10Comme les « libertins » sont aussi des lecteurs de leurs aînés du siècle précédent (Montaigne, Charron, Bodin etc.) ainsi que, bien plus tôt, des Italiens de la Renaissance (Machiavel, Pomponazzi et la tradition aristotélicienne de Padoue, etc.), il fallait prolonger leur étude dans ces directions historique et géographique. Et comme leurs écrits peuvent également éclairer des auteurs qui, à l’aube du siècle suivant, proclameront plus ouvertement leur exigence de liberté de conscience et d’expression (Spinoza, Bayle, Fontenelle etc.), il convenait de ne pas les étudier séparément. C’est pourquoi McKenna et Moreau après avoir abordé tous ces thèmes dans leur revue pendant une dizaine d’années et lancé, ainsi, de nombreuses pistes pour la compréhension du « libertinage » ont, l’an passé, au moment de changer d’éditeur (Classiques Garnier), changé le sous-titre qui devient « à l’époque classique, xvie – xviiie siècle », ouvrant ainsi le libertinage à sa dimension plus large de « libre pensée ».

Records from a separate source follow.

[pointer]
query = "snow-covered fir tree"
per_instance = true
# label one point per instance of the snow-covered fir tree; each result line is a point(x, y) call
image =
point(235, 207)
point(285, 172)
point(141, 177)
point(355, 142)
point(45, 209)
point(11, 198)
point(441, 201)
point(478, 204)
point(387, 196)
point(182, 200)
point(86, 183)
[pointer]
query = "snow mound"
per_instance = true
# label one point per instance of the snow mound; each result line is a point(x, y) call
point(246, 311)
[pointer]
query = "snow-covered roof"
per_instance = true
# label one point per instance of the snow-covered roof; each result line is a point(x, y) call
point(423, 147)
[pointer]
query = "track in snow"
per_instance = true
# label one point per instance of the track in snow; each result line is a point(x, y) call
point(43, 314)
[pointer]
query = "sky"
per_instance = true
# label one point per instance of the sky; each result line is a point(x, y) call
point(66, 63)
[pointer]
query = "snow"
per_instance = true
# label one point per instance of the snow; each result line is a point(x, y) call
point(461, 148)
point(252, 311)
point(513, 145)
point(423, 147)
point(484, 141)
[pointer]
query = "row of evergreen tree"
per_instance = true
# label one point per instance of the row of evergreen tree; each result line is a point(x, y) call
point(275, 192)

Nous souhaitons prolonger leur effort en ouvrant la revue aux différents aspects de la « libre pensée » à l’époque classique, maintenant qu’il est avéré qu’elle existe bel et bien, comme le montre le succès de ces dix années de publication continue de la revue. Il nous faut l’approfondir, en explorer les formes plus ou moins fidèles à la religion, ou franchement matérialistes et athées, françaises ou étrangères, mais toutes, européennes et liées à l’essor de la République des Lettres. Les conditions économiques et sociales en expliquent bien sûr, l’émergence, et celles-ci ont aussi toujours été les bienvenues dans cette revue. L’intérêt actuel pour les Lumières rend ces études d’autant plus utiles que l’on parle souvent de façon vague et erronée des « racines » : soyons clairs, il ne s’agit nullement pour nous de découvrir des « racines ». En effet, une grande leçon, sans nul doute, d’une étude sérieuse des sources est de reconnaître qu’elles sont multiples et, finalement, se confondent. Mais dégager leur cheminement offre un intérêt majeur qui est de dénoncer les illusions d’origine idéologique.

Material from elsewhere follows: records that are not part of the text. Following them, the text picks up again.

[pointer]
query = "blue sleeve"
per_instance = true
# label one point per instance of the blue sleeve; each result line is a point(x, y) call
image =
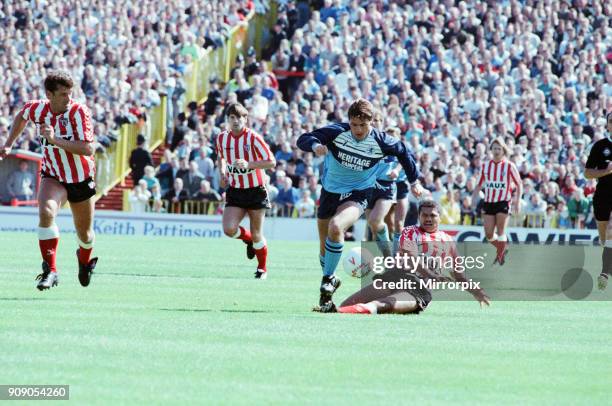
point(321, 136)
point(392, 146)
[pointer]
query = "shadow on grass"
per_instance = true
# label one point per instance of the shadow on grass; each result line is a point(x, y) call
point(215, 310)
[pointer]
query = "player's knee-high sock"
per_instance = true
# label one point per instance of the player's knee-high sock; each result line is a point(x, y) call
point(48, 239)
point(382, 240)
point(333, 253)
point(244, 235)
point(85, 250)
point(261, 251)
point(606, 258)
point(396, 237)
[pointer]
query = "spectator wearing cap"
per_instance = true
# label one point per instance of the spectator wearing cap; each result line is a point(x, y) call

L’importance des stratégies d’écriture des libertins fait que ces « représentations » et ces « idées » ne sont pas la propriété des seuls philosophes et la revue, malgré son titre, comprend autant d’articles écrits par les spécialistes désignés par l’Institution comme « littéraires » que comme « philosophes ». De même, nous rejetons la coupure entre les auteurs dits « mineurs » et les « grands » philosophes : les auteurs de la libre 11pensée peuvent être des poètes, des romanciers, des fabulistes, d’aimables conteurs ou des auteurs de traités systématiques, tous ayant en commun des positions, plus ou moins conceptualisées, qui remettent en question l’ontologie, l’épistémologie, la physique et la morale officielles issues de la théologie : à ce titre, ils peuvent alors, par leurs questions, leurs moqueries ou simplement leur étonnement, susciter la réflexion des philosophes (Hobbes, Bayle, Spinoza etc.) de même que, réciproquement, les philosophes peuvent fournir à ces penseurs des outils conceptuels : le dialogue est constant entre les « libertins » et les « philosophes ».
Notre revue est ouverte à tous les chercheurs. Elle se veut être à la fois spécialisée et ouverte à toutes les interprétations, comme elle l’a toujours été.